Flow mechanism of a highly loaded low pressure turbine cascade with integrated-optimized end wall contouring and root lean

Abstract

The end wall loss of modern highly loaded low pressure turbine (LPT) has been greatly increased, due to the enhanced secondary flow loss and boundary layer separation loss. Thus, it is of great significance to develop effective flow control strategies to improve the end wall flow condition and aerodynamic performance of modern LPT. This research carried out a numerical investigation on the coupled flow control strategy, which combined non-axisymmetric end wall contouring (NEC) and root tangential lean (RTL), based on a highly loaded LPT cascade (Zweifel = 1.59).

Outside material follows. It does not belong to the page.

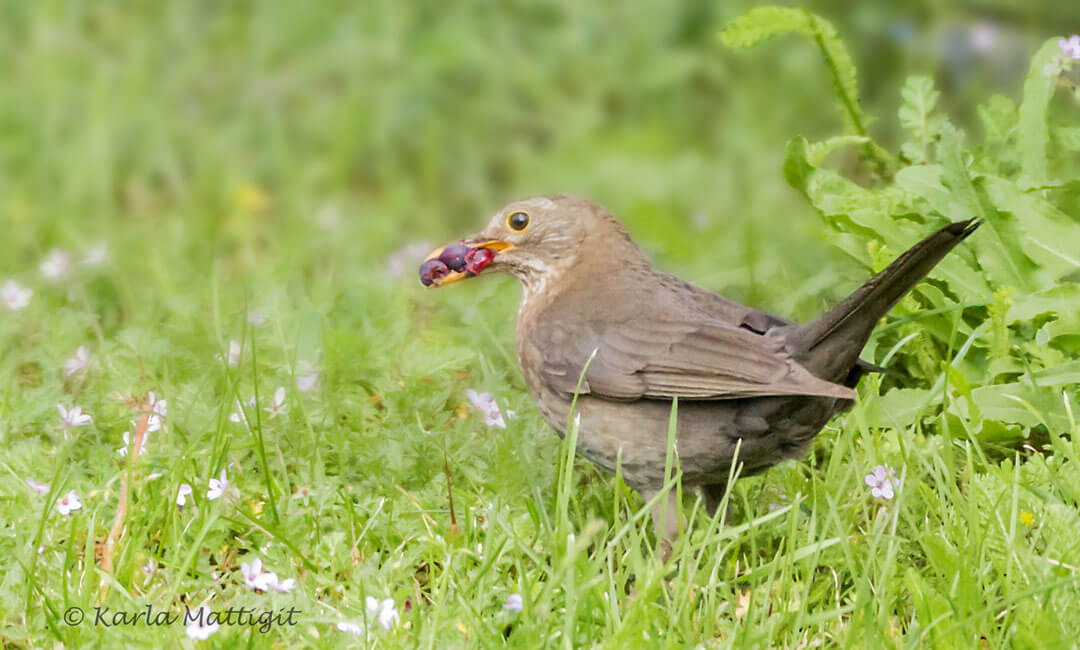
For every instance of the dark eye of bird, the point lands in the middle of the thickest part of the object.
(518, 220)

Meanwhile, the optimization process was used to get the optimal design parameters of the coupled method NEC&RTL. The results indicate that the optimal coupled configuration can reduce the total pressure loss coefficient by 12.68% and the non-dimensional secondary kinetic energy by 23.91%. Compared with the reference cascade without modification, the coupled method is found to improve the end wall flow conditions: the passage vortex is weakened both in size and strength, mainly attributed to the smaller cross-passage pressure gradient resulting from NEC; the closed separation bubble near end wall and the three-dimensional separation flow before trailing edge are eliminated, due to the great downward pressure gradient near end wall resulting from RTL; and the counter vortex is eliminated and the slender back flow is weakened under the additional coupling flow control effect of NEC&RTL. Therefore, the coupled flow control method can not only highlight the advantages of the independent methods, but also induce external flow control superiorities, demonstrating the application prospect of the coupled flow control strategy on the highly loaded LPT.